En 1962, la publication de ce livre, Printemps silencieux, ne semble pas avoir enclenché de prise de conscience… Pourquoi ?

Parce qu’alors, l’industrie des pesticides générait déjà des millions de chiffre d’affaires. Plutôt que d’interdire les produits chimiques dans les exploitations agricoles, on a préféré jouer la carte de la désinformation et du mensonge. Pendant des décennies, Monsanto a défendu le DDT jusqu’à ce qu’il soit interdit. Tout de suite, ils l’ont remplacé par des produits tout aussi nocifs comme le glyphosate. Ils ont organisé des campagnes pour faire croire que ce dernier n’était pas plus nocif qu’un verre de jus d’orange. Ces techniques de désinformation étaient inspirées de celles du lobbyiste Marcel Valtat, l’homme qui, en 1970, organisait des campagnes de désinformation sur l’amiante. Ce qui s’est passé, c’est du mensonge industriel organisé.

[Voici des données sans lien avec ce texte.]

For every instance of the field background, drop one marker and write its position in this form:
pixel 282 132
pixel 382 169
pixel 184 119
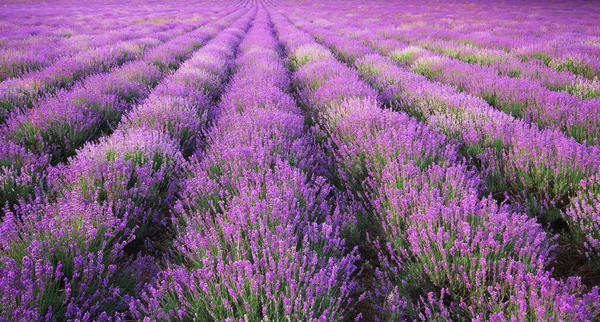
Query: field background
pixel 261 160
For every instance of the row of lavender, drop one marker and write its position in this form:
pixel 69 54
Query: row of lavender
pixel 552 176
pixel 108 207
pixel 258 238
pixel 19 93
pixel 555 39
pixel 576 115
pixel 52 131
pixel 31 45
pixel 444 252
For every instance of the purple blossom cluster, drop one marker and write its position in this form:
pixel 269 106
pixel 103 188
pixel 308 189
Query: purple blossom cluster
pixel 260 160
pixel 80 252
pixel 517 158
pixel 445 253
pixel 52 131
pixel 259 235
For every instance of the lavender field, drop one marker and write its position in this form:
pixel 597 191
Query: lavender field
pixel 261 160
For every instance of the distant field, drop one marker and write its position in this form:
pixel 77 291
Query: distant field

Pensez-vous donc qu’une grande mobilisation citoyenne puisse venir à bout  de ce lobby ?

J’ai la certitude intérieure que regrouper des millions de personne arrivera à faire disparaître des millions de pesticides en France. Je veux voir la société française se lever. Elle est démocratique et elle a le droit d’imposer ses lois et sa façon de vivre.  La démocratie peut gagner la partie face aux actionnaires de l’agrochimie.